Zealous pursuits are usually born innocently.
Take, for example, Timberlake High senior Kala Allred. To watch her pitch, one would think she’s been fervent about fastpitch softball since the first day she played.
Allred’s passion grew over time, though. Back in the fourth grade, when she put on a glove for the first time, she turned out for Little League softball at the urging of her best friend, Tarra Tymesen, who lived across the street.
As is typical of neighborhood friends, they shared many things together, including swapping clothes.
“It was pretty easy to convince her to play,” Tymesen remembered. “Like little kids, we could hang out and do another activity together.”
The way Allred looked at it, softball was an after-school time filler to keep her from going home and watching TV.
Tymesen, meanwhile, literally grew out of softball and quit after the seventh grade. Another sport lured her away.
“She grew legs,” Allred said of the 5-foot-11 Tymesen, an all-Intermountain League selection last fall in volleyball who has given North Idaho College an oral commitment.
Allred’s growth stopped at 5-4. Her passion for softball continues to blossom, though, and it became a year-round venture this fall when after two years on Timberlake’s varsity volleyball team she gave up the sport after making the Spokane Sliders 18 Gold team in a late August tryout.
Allred played in three recruiting tournaments with the Sliders in the fall and will rejoin the team after the high school season in late May. Her exposure with the team has a handful of colleges recruiting her, Sliders coach George Lynn said.
“She has to cut me a piece of whatever she gets down the road,” Tymesen said.
Timberlake softball coach Mike Menti will forever be grateful for Tymesen’s influence.
“I owe her a big thank you,” Menti said.
Allred, who has started every game in her four-year career at Timberlake, will leave as the best pitcher in school history.
All of her impressive career statistics aside, there’s something that has eluded Allred and her teammates. Although they’ve won three straight district titles and are heavily favored to do so again, the Tigers have fallen short of expectations at state.
“State has been a disappointment for all of us,” Allred said.
So there were Allred and her teammates last week practicing Saturday morning at the tail end of spring break.
“Last year we took most of spring break off,” Allred said. “This year we had Monday and Tuesday off, but we’ve practiced the rest of the week.”
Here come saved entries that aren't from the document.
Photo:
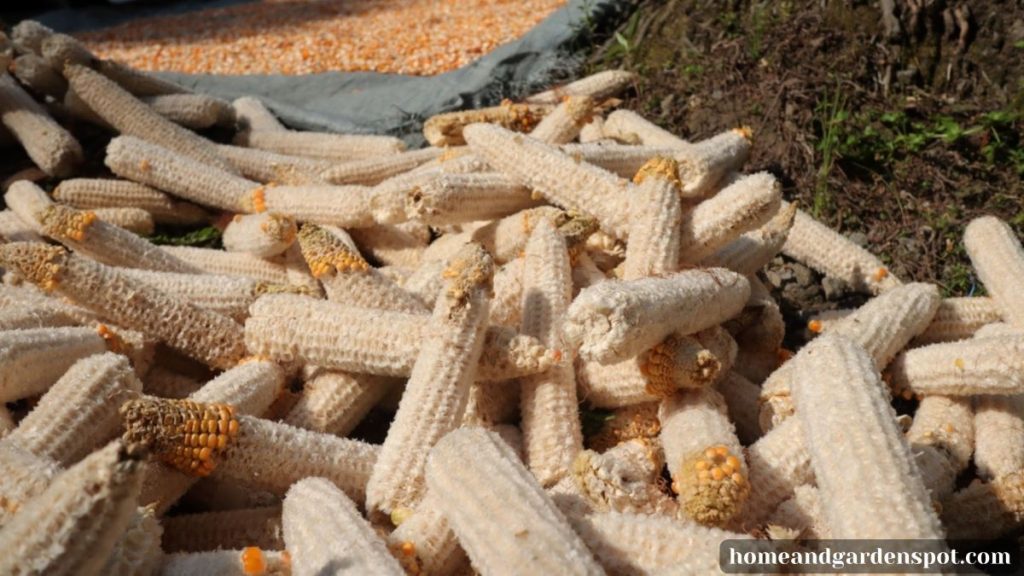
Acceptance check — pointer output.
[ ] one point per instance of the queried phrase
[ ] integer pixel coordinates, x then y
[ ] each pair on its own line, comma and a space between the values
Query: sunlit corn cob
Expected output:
205, 335
80, 411
835, 255
246, 562
598, 86
373, 341
132, 117
997, 256
503, 519
705, 457
74, 525
261, 235
105, 243
998, 439
371, 171
552, 436
657, 215
105, 193
32, 360
335, 402
555, 175
856, 448
153, 165
990, 365
612, 321
334, 259
325, 532
628, 126
322, 145
435, 394
48, 145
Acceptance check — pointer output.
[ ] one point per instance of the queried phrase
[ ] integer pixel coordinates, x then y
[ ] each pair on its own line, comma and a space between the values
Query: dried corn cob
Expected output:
446, 129
704, 456
325, 532
322, 145
597, 86
856, 448
32, 360
552, 436
555, 175
73, 526
612, 321
656, 230
628, 126
997, 256
990, 365
502, 517
261, 235
80, 411
102, 193
205, 335
435, 395
48, 145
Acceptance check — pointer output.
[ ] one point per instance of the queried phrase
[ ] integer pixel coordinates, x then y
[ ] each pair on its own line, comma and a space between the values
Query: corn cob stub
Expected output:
187, 436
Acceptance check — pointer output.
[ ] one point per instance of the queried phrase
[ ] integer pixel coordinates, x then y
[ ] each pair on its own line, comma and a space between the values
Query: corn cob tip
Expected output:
185, 435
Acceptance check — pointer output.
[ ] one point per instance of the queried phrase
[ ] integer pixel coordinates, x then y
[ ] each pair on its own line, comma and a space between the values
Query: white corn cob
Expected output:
335, 402
346, 277
32, 360
704, 455
105, 193
252, 115
205, 335
132, 117
375, 170
657, 215
941, 437
80, 411
598, 86
628, 126
501, 515
998, 442
612, 321
74, 525
835, 255
749, 253
261, 235
857, 449
435, 395
562, 124
990, 365
997, 256
882, 327
325, 532
48, 145
741, 206
322, 145
555, 175
552, 436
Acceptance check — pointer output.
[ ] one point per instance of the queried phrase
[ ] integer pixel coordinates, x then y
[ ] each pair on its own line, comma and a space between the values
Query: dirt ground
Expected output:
895, 134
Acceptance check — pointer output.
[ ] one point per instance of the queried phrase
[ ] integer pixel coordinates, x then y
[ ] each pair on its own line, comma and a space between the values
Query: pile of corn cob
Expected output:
515, 275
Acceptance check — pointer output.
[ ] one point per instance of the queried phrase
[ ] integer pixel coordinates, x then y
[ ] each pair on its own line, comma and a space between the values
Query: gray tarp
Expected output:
361, 103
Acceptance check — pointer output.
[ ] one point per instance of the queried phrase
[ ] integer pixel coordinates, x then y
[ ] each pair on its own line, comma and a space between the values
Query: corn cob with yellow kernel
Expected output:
501, 515
324, 531
80, 411
436, 392
73, 526
612, 321
850, 432
205, 335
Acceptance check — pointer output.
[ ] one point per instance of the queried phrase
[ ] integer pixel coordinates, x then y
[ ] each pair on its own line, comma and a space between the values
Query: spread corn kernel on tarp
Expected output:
392, 104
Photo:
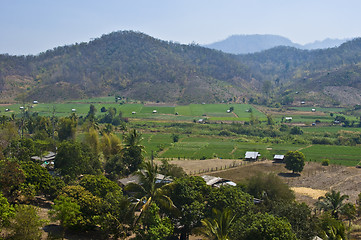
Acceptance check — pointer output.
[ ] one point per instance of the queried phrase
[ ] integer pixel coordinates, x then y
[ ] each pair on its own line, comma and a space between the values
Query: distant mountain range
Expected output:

Menti also beefed up his non-league schedule. He knew it would mean a difficult start, but the end of the year is what the Tigers have their eyes on.
Timberlake is 6-5 overall with losses to Lake City (11-1), Lewiston (3-2), Post Falls (7-6), Kennewick (2-1) and Pullman (12-2). Allred, who is 36-13 overall, is 5-4. Losses to the bigger, better teams will benefit Allred and her teammates more than lopsided, run-rule victories over Intermountain League teams.
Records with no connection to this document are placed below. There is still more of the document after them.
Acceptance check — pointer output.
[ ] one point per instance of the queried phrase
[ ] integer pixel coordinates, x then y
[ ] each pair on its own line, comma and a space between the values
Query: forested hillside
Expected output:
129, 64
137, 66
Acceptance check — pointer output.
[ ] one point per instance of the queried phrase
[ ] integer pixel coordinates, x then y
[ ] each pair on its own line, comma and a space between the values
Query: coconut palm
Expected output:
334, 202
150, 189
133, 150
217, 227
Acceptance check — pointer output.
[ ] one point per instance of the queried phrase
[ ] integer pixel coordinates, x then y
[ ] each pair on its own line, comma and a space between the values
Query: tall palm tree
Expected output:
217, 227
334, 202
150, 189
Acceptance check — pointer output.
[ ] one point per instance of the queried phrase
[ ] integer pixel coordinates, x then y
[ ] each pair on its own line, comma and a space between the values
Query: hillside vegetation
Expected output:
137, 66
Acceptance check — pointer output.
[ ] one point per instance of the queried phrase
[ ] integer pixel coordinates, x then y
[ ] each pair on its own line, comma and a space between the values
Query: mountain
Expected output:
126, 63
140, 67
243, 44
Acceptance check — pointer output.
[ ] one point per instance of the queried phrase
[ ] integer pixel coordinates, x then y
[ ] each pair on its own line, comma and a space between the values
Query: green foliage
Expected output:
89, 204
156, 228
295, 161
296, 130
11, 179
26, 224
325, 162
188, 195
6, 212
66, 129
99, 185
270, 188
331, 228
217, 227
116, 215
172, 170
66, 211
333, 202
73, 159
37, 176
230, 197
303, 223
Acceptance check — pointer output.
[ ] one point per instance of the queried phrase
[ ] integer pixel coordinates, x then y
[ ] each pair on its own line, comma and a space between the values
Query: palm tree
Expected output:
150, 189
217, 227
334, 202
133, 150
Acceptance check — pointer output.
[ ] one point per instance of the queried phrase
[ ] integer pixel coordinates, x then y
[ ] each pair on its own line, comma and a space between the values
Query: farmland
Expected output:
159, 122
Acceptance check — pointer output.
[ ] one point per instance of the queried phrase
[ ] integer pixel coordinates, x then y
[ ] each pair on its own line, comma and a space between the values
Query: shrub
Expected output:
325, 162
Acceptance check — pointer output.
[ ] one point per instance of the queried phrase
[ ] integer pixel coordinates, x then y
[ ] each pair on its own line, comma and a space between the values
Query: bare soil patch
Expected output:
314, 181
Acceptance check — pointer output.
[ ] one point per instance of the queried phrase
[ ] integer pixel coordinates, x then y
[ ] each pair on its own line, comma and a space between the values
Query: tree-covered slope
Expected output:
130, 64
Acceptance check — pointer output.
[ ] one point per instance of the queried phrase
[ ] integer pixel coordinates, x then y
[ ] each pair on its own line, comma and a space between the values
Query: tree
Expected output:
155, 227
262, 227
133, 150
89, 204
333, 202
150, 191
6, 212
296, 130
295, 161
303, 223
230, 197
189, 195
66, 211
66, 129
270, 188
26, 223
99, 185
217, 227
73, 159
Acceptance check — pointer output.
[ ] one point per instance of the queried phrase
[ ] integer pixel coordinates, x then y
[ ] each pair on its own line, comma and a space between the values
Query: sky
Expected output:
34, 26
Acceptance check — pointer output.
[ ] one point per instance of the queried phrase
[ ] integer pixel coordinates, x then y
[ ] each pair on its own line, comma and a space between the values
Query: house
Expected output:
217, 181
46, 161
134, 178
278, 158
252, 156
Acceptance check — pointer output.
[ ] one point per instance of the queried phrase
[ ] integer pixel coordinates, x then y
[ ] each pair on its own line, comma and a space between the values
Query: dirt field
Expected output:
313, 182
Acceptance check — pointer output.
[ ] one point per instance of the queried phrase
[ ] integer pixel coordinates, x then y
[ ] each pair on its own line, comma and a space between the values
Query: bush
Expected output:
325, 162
“It’s because of Kala that we’ve been able to improve the schedule the last three years,” Menti said.
Allred impressed Lynn during the short fall season. She will be one of four pitchers, including Greater Spokane League standout Sam Skillingstad and Coeur d’Alene four-year starter Jenna DeLong, in the Sliders’ rotation this summer.
“What sells me about Kala is she”s all about softball,” Lynn said. “She lives and breathes softball, and I like her tremendous work ethic.”
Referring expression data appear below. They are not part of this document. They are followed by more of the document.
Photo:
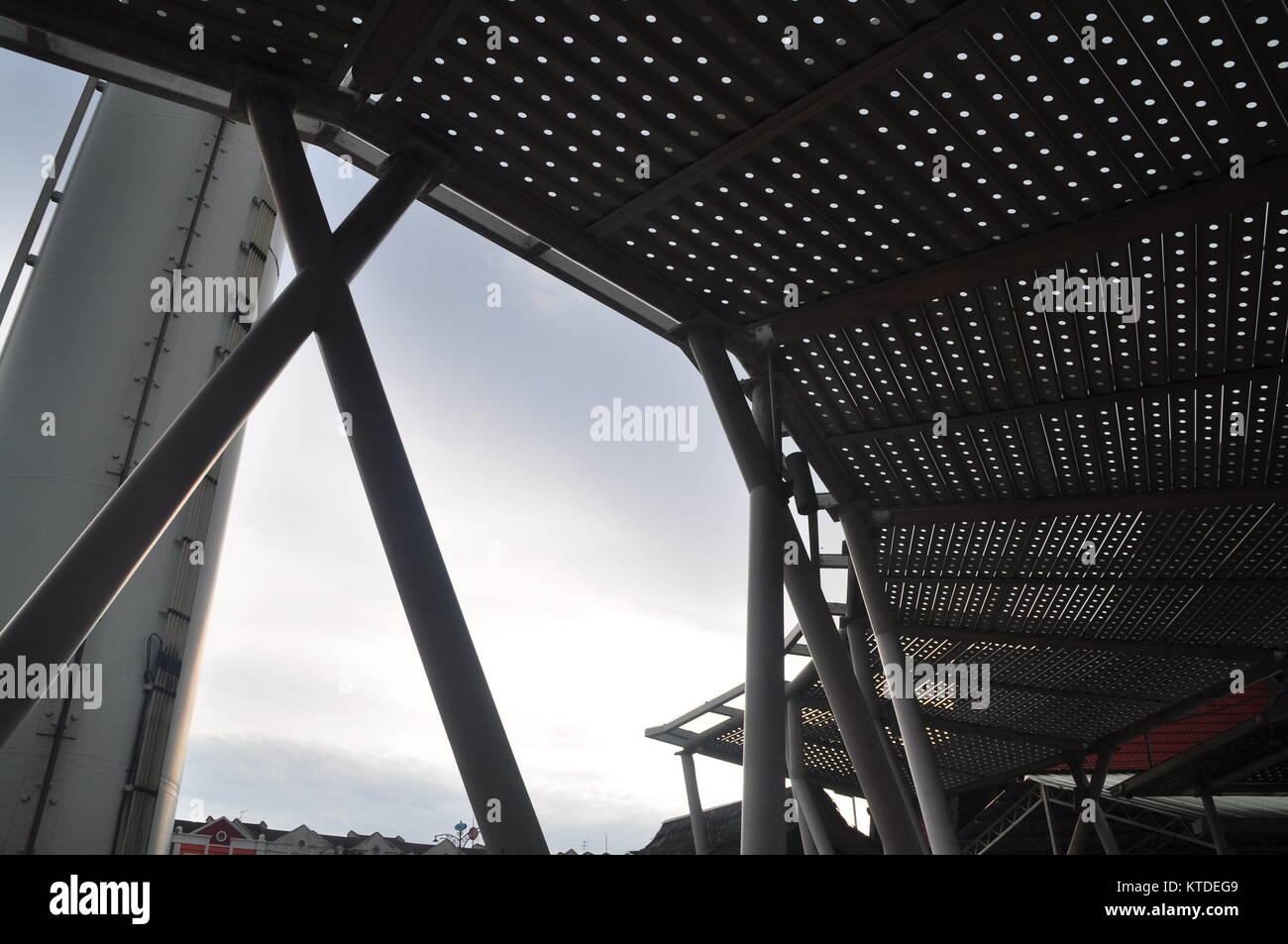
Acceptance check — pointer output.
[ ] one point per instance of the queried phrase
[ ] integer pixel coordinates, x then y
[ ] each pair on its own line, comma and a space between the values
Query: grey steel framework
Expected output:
971, 447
DeLong is headed to Drake University to pitch next year. Skillingstad, a junior at Shadle Park, has given Oregon an oral commitment. Lynn said Allred will get the opportunity to play in college. He said Youngstown State, Polytechnic Institute of New York and Maryland Eastern Shore all contacted him last week about Allred. He expects more recruiting interest.
Under the direction of Spokane-based pitching coach Steve Fountain, Allred has developed her pitching arsenal to include six pitches. She added a screwball, which moves in on a right-handed hitter’s hands, this year.
Menti, who calls the pitches, passes his signs on to senior catcher Holli Edelblute, who has caught Allred the last three years. This season, Menti has watched Allred shake off signs occasionally. It’s pleased him when it’s happened.
“I’d love for them to be more involved calling the pitches, but I think it takes a little pressure off them for me to do it,” he said.
Although Allred throws in the upper 50-mph range, she rarely throws a fastball.
“Anybody can hit a flat ball,” Allred said. “Movement is more important than speed. Movement is everything.”
Allred, the IML’s player of the year last season, had one request going into the season.
“She wanted to throw every game,” Menti said.
After Timberlake beat Bonners Ferry 30-0 in the first game of a doubleheader, Menti, for obvious reasons, didn’t start Allred in the second game.
“She glared at me,” Menti said. “She wants to take the circle every time. It’s not a selfish thing. She just wants the ball in her hands. She wants to be that person the team relies on.”
Allred isn’t looking ahead to summer. She’s focused on one thing – getting her team to state and bringing home a state title.
“That’s why we’re out here right now,” Allred said as practice concluded last Saturday. “We’re not going to overlook anybody, but we’re definitely pushing for state.”